Like many others, Diakite said Canada was behaving exactly like the United States' George W Bush administration in steadfastly opposing any international commitments to solve environmental problems, instead pushing "voluntary" solutions. The U.S. did not ratify the CBD, and cannot vote on decisions.
Last December, Canada was also accused of acting as a U.S. proxy by obstructing negotiations at the last international climate change conference in Bali. Canada is a major oil producer and the Harper government is neo-conservative very much in the mould of the Bush administration, despite the latter's numerous policy disasters, alienation of the international community and pushing the U.S. economy to the edge of bankruptcy. However, most people, including most Canadians, are unaware that Canada's long progressive tradition of assisting those in need is over.
"I have travelled to Canada," Diakite said in exasperation. "Do Canadians know what their government is doing here? You must tell them."
The Arab delegation led by Qatar was no less cynical than Canada in its sudden and passionate opposition to biofuels. Qatar is one of the oil-rich Gulf States whose capital Doha is known for its other-worldly extravagance. It urged the CBD to curb biofuel production to help alleviate the food crisis, which they said was one of the main causes.
"Qatar and other oil states never cared about the hungry in other countries before. They're only worried about biofuel competition with their oil," said Diakite.
This kind of attitude is exactly what Manfred Milinski's experiments predicted and what he believes will doom any hope of international cooperation on the climate and biodiversity crisis.
Milinski is a researcher at the Max Planck Institute Evolutionary Biology in Plon, Germany who conducted a simple set of experiments to determine whether self-interest would trump collective action to solve a global problem like climate change. In an IPS story last April, he explained that small groups of university students were instructed in the seriousness of the climate problem and were given money and a collective, voluntary donation target to save the climate. However, only half of the groups could manage to put short term self-interest aside to achieve it.
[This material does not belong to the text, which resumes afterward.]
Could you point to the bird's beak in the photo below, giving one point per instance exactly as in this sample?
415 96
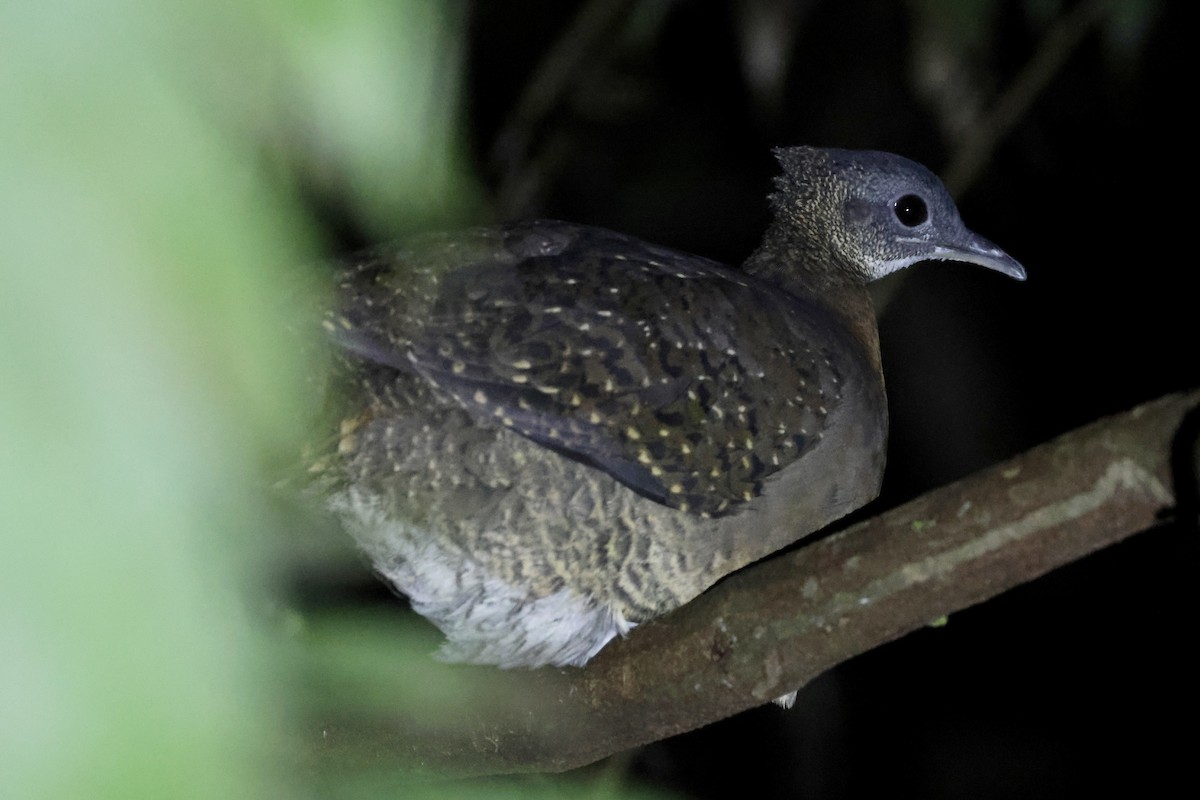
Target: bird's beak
977 250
Not achieving the goal meant everyone lost. Despite those dire consequences, some participants didn't contribute their share, attempting to "free ride" on the backs of others, prompting others to stop participating until disaster was imminent. But then it was too late.
Humanity is in deep trouble, Milinski predicted at the time. "As groups get larger, cooperation goes down. And many people do not know the full extent of the climate problem," he said.
Fewer still understand the serious implications of the accelerating decline in biodiversity.
"You think countries like Canada come here with the right attitude, cooperating to preserve our common interest, but instead they are here to defend their countries' interest even at the expense of hurting others," said Diakite. "Canada's stand doesn't make sense -- we're here to preserve biodiversity."